Узкая, как цапля, секретарша с черной гривой жестких блестящих волос, отчетливо переступая идеальными ногами и вынося коленки поочередно крест-накрест – дефиле для подиума – открыла передо мной дверь и объявила: такая-то из такого-то университета, профессор.

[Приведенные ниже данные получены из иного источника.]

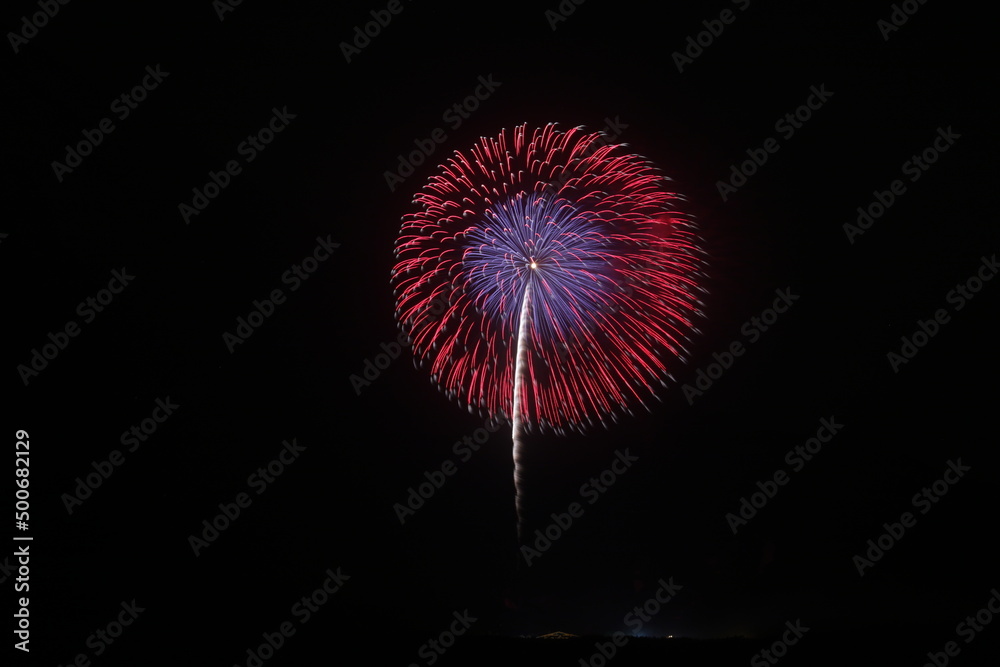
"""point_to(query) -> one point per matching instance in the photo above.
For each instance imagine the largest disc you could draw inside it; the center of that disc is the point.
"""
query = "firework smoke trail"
(547, 278)
(517, 431)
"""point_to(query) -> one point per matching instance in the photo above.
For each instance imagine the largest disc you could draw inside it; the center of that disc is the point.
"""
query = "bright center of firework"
(529, 232)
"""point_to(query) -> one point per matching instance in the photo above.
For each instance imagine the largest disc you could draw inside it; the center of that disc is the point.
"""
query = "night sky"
(307, 214)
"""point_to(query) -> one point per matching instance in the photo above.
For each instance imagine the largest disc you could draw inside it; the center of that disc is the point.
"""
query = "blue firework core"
(562, 250)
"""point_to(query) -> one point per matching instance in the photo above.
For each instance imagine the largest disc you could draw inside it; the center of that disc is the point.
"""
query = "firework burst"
(547, 278)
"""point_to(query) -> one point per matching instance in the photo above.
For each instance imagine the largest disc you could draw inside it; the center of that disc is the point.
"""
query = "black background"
(324, 176)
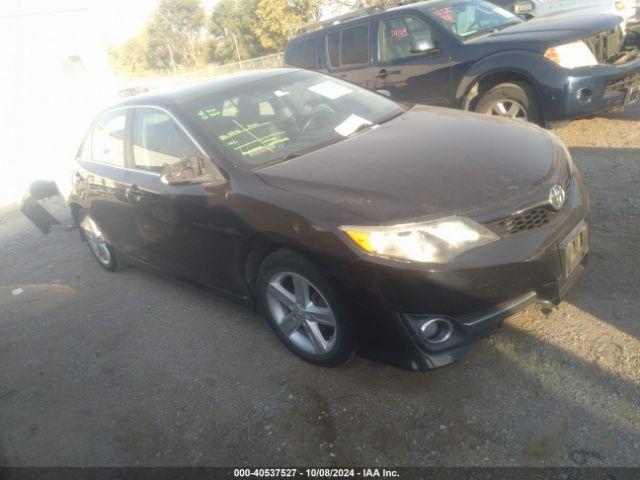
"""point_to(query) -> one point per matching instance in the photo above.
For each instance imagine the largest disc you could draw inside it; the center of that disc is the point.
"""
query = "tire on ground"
(512, 91)
(284, 260)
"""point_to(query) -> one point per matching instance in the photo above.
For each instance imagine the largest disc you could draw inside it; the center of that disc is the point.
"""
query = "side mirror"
(188, 170)
(424, 46)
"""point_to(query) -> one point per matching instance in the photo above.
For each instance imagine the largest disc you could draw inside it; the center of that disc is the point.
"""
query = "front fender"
(519, 62)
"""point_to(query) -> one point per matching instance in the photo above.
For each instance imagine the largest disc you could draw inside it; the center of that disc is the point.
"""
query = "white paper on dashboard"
(329, 89)
(351, 124)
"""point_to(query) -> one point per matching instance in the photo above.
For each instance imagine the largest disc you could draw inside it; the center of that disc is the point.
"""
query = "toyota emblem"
(557, 197)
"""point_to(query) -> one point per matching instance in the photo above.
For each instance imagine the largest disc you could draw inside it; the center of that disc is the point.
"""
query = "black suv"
(474, 55)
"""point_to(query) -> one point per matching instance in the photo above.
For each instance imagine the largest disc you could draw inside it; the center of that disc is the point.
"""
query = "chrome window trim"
(152, 107)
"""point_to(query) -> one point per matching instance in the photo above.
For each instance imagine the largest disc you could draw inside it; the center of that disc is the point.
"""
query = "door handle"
(133, 193)
(384, 73)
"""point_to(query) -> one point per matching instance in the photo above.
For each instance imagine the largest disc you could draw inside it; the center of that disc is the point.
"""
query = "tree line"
(179, 35)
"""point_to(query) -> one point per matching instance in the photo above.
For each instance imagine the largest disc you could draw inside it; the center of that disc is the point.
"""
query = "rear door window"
(401, 38)
(158, 140)
(107, 140)
(349, 47)
(302, 54)
(355, 46)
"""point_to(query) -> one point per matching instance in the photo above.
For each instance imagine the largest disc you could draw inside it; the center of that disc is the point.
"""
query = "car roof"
(186, 93)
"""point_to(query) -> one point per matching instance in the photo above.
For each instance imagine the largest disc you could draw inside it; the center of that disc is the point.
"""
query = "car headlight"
(572, 55)
(427, 242)
(524, 7)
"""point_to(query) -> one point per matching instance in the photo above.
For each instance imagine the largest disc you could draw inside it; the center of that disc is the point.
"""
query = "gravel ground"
(134, 369)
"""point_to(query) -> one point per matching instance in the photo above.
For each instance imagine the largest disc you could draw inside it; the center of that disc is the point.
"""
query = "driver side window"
(401, 37)
(158, 140)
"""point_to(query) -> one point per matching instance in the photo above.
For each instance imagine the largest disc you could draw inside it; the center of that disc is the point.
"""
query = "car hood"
(427, 162)
(553, 30)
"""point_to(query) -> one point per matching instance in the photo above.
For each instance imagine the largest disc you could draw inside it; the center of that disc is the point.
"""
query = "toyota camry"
(352, 222)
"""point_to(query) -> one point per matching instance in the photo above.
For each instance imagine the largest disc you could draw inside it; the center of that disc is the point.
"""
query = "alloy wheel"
(301, 313)
(96, 241)
(508, 109)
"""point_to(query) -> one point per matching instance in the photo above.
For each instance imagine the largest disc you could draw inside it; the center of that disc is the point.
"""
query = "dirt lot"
(133, 369)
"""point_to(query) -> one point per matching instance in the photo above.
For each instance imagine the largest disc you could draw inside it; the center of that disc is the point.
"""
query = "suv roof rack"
(353, 15)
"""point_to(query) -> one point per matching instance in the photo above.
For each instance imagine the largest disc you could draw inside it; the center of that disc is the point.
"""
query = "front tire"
(304, 309)
(104, 253)
(514, 100)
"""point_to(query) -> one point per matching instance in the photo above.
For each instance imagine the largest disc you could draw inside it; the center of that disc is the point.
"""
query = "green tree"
(132, 56)
(235, 18)
(279, 20)
(175, 33)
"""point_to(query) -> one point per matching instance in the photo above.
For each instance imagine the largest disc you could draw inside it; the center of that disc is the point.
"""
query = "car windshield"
(288, 115)
(471, 18)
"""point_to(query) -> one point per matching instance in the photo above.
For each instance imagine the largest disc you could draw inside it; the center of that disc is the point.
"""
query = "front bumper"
(570, 94)
(482, 289)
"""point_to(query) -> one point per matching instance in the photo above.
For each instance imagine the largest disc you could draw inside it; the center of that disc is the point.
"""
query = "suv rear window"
(348, 47)
(302, 54)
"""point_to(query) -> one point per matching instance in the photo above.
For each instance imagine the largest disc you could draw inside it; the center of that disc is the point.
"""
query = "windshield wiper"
(361, 128)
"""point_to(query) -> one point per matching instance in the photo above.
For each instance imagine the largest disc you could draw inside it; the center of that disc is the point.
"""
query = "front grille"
(522, 222)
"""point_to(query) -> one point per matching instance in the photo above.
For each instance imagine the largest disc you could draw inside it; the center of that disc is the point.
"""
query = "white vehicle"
(627, 9)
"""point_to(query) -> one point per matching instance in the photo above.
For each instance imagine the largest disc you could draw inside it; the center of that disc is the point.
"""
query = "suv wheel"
(510, 100)
(304, 309)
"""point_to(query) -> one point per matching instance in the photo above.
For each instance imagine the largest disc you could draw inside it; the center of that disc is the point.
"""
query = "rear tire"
(304, 309)
(515, 100)
(104, 253)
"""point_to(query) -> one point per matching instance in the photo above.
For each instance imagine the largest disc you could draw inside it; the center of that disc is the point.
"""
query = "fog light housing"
(584, 95)
(436, 330)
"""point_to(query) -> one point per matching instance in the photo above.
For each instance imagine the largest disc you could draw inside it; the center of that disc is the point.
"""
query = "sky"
(119, 19)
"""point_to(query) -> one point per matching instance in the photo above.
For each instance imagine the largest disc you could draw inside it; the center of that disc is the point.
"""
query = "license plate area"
(633, 94)
(574, 247)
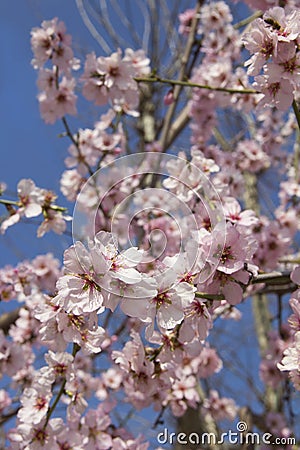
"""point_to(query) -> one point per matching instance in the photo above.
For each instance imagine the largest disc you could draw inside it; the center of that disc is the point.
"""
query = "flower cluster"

К моменту, когда прозвучала из ее серебристых губ эта фраза, я была в ярости. В бессильной злобе на себя. В отчаянье. Как я могу так волноваться? Почему не научилась до сих пор верному взгляду на мир? Почему будущая встреча с властью заставляет мои ладони потеть, а сердце биться, как перед экзаменом? Кто он такой, этот L? Моложе меня лет на пятнадцать – мальчишка, в сущности. В соавторстве с S написал одну тонкую книжку. С одной-единственной мыслью: деньги – это все. Лучше быть здоровым и богатым, чем бедным и больным. Точнее: лучше быть богатым, чем бедным. Подумаешь, открытие! О том, что люди гибнут за металл, мы знаем давно. Он не из тех, кто гибнет. Но ведь он и не человек. Люцифер. Да, и еще написал учебник по пиару. Чуть ли не первый в нашей стране, а может, и первый. Ну и что? Пиар – дитя риторики, жалкая жертва позднего аборта престарелой матери: ей – две с половиной тысячи лет, ему – от силы сто семьдесят. Пиарчик. Крошка Цахес такой, черненький, хотя насаждается мысль, что в основном белый. И не фея Розабельверде, а сам Люцифер поглаживает его в нужные моменты по безобразной голове.

Да и кому быть подлинным автором учебника по пиару, как не ему, кто «вечно хочет зла, но сотворяет благо»? Ну, это дудки. Никакого блага он не сотворил, просто сумел обольстить даже Гёте, куда уж там было Булгакову удержаться. Не сотворил, потому что вообще ничего сотворить не может. Даже пиара. Цахеса даже. Учебник – может. Списать. Скомпилировать. Погладить по головке и пустить гулять по белу свету. Тоже мне, светоносец! Не зря дали ему имя самой таинственной, самой двусмысленной звезды – Венеры… Двусмысленной, двуликой, двуименной: Утренняя звезда! Ей же имя – звезда Вечерняя… Кометой пронеслась по черному небу моей памяти фраза философа Витгенштейна: «Невозможно заменить “Вечернюю звезду” на “Утреннюю” в предложении “Пастух ложится спать, завидя «Вечернюю звезду»”: эти выражения имеют разный смысл, но предмет, который они называют, один и тот же – звезда Венера»… Так ученый немец рассуждал о значении и смысле, о великой тайне именования предметов мира… Утренняя звезда… Денница по-русски. Венера, любовь… Любовь земная и любовь небесная… Люцифер, принесший нам свет пиара, просветитель из тьмы, пророк личной воли, именованный Венерой. Что ж, скольжение смыслов и подмена понятий – испытанные приемы пиара и пропаганды.